| HN Mirror

Y	Hacker News new \| ask \| show \| jobs


	by dr_dshiv 588 days ago
	> they’re merely regurgitating memorized information Source?

3 comments

llm_trw 588 days ago

If a model can't inately reason over 5 steps in a simple task but produces a flawless 500 step proof you either have divine intervention or memorisation.

link

NitpickLawyer 588 days ago

AlphaGeometry has entered the chat.

Also, AIMOv2 is doing stage 2 of their math challenge, they are now at "national olympics" level of difficulty. They have a new set of questions. Last year's winner (27/50 points) got 2/50 on the new set. In the first 3 weeks of the competition the top score is 10/50 on the new set, mostly with Qwen2.5-math. Given that this is a purposefully made new set of problems, and according to the organizers "made to be AI hard", I'd say the regurgitation stuff is getting pretty stale.

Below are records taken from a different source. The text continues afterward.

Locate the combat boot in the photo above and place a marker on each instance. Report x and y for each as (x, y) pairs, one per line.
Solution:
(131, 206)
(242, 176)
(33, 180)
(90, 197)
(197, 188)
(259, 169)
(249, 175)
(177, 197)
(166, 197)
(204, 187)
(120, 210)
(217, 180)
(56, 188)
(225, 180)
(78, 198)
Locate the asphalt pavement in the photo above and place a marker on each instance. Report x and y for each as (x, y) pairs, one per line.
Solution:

Also also, the fact that claude3.5 can start coding in an invented language w/ ~20-30k tokens of "documentation" about the invented language is also some kind of proof that the stochastic parrots are the dismissers in this case.

link

llm_trw 588 days ago

I've not tested those models. Feel free to flick me through a couple of k in bitcoins if you'd like me to have a look for you.

link

firebaze 588 days ago

I'm not sure if it is feasible to provide all relevant sources to someone who doesn't follow a field. It is quite common knowledge that LLMs in their current form have no ability to recurse directly over a prompt, which inherently limits their reasoning ability.

link

dr_dshiv 587 days ago

I am not looking for all sources. And I do follow the field. I just don’t know the sources that would back the claim they are making. Nor do I understand why limits on recursion means there is no reasoning and only memorization.

link

light_hue_1 588 days ago

This is just totally false.

That's exactly what countless techniques related to chain of thought do.

link

llm_trw 588 days ago

The closest explanation to how chain of through works is suppressing the probability of a termination token.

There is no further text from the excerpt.